The eSports industry has been surging forward, and these past few years have been marked by exponential growth. Though no official figures have yet been released, all indications point to eSports earning over $600 million in 2017 as projected by ESPN. The future looks even brighter: an estimated $1.5 billion in revenue in 2020.
The march to $1.5 billion begins this year, and look for both virtual reality (VR) and augmented reality (AR) to play huge roles in the coming 12 months.
Virtual Reality and eSports
Last year, VR and eSports formally coalesced when the first national VR eSports tournament was co-organized by the ESL Gaming Network, Insomniac Games, Microsoft, Intel, and Asus. Gamers in 80 Microsoft stores in Northern America strapped on an Oculus Rift and competed against one another in the VR game The Unspoken. The tournament was well received, ultimately leading to the establishment of the VR Challenger League, a global competitive gaming series that will feature a number of VR eSports, notably the aforementioned The Unspoken and Echo Arena. The series will culminate in a final championship event to be held at the annual Intel Extreme Masters gaming event this year.
The prize pool of the VR Challenger League is a cool $200,000, although it certainly pales in comparison to the more than $24 million prize pool of last year’s Dota 2 International. But if the VR Challenger League finals becomes a major draw, as is expected by its organizers (Intel, Oculus, and ESL), expect that prize pool to be bigger next time around and the industry to earn even more.
The fact that VR has made its way to eSports is no longer surprising as it has for the past several years been making a huge impact in the larger gaming industry as a whole. This technology, in fact, is now being used even in online casino games, specifically poker. Casino VR Poker, an online multiplayer casino game hosting live Texas Hold ’em, was released back in 2016. Just last August, it even offered a High Rollers poker tournament that paid out real prizes. This is precisely the reason why Partypoker considers a VR headset as a perfect gift not only for poker players but for gamers in general. VR is not only changing the nature of competitive games, it is also making them much more accessible. Part of the allure of using VR is the escapism it affords gamers, who are in for a fully immersive experience.

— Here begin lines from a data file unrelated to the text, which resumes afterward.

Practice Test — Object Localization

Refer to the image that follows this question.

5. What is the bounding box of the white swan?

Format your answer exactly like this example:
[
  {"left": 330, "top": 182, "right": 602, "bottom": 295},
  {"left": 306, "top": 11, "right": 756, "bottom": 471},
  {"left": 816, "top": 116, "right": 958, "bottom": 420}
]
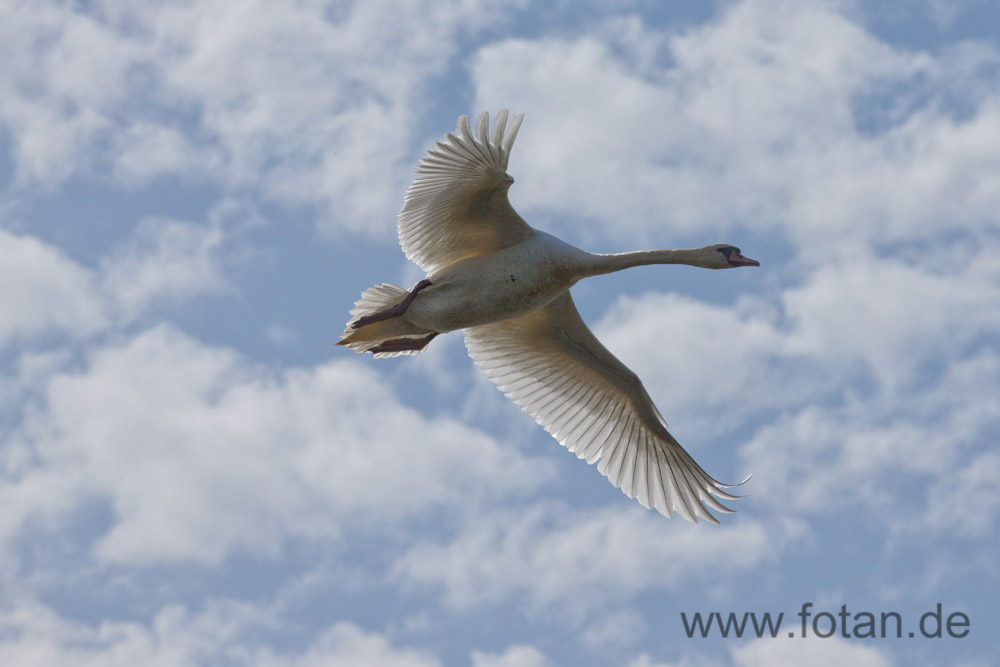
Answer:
[{"left": 339, "top": 110, "right": 760, "bottom": 523}]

Augmented Reality and eSports
Augmented reality got a massive boost these past few years with the overwhelming success of both Pokémon Go and Ingress, and it might only be a matter of time before this technology finds its way to competitive gaming. That time might even be this year. In fact, entertainment content developer Grab Games has unveiled an AR tabletop platform that may revolutionize the way eSports fans watch matches, either on live TV or via Twitch and similar platforms.
Though still a prototype, this platform aims to let fans watch games of League of Legends on a table through AR. Instead of just watching the actual game, users of the Grab-developed platform can essentially customize what they’re seeing. Confused? Allow Grab Games founder Anthony Borquez to explain: “Instead of just following what the commentator is saying or what the broadcast is showing you, imagine being able to follow just the jungler for an entire match. You could see exactly when they’re down midlane, when they are going back to top, [and] what strategy they’re using.”
In addition, AR has serious potential according to Techspective, and many believe that this technology could even overtake VR in the future. Already, AR is proving to be a hit on smartphones, and this success is undeniable proof of AR’s immense potential. With more and more people playing games on their mobile devices, the gaming industry is, of course, keeping pace, and it would not be much of a surprise if game developers are able to finally come up a perfect-for-eSports AR game within the year.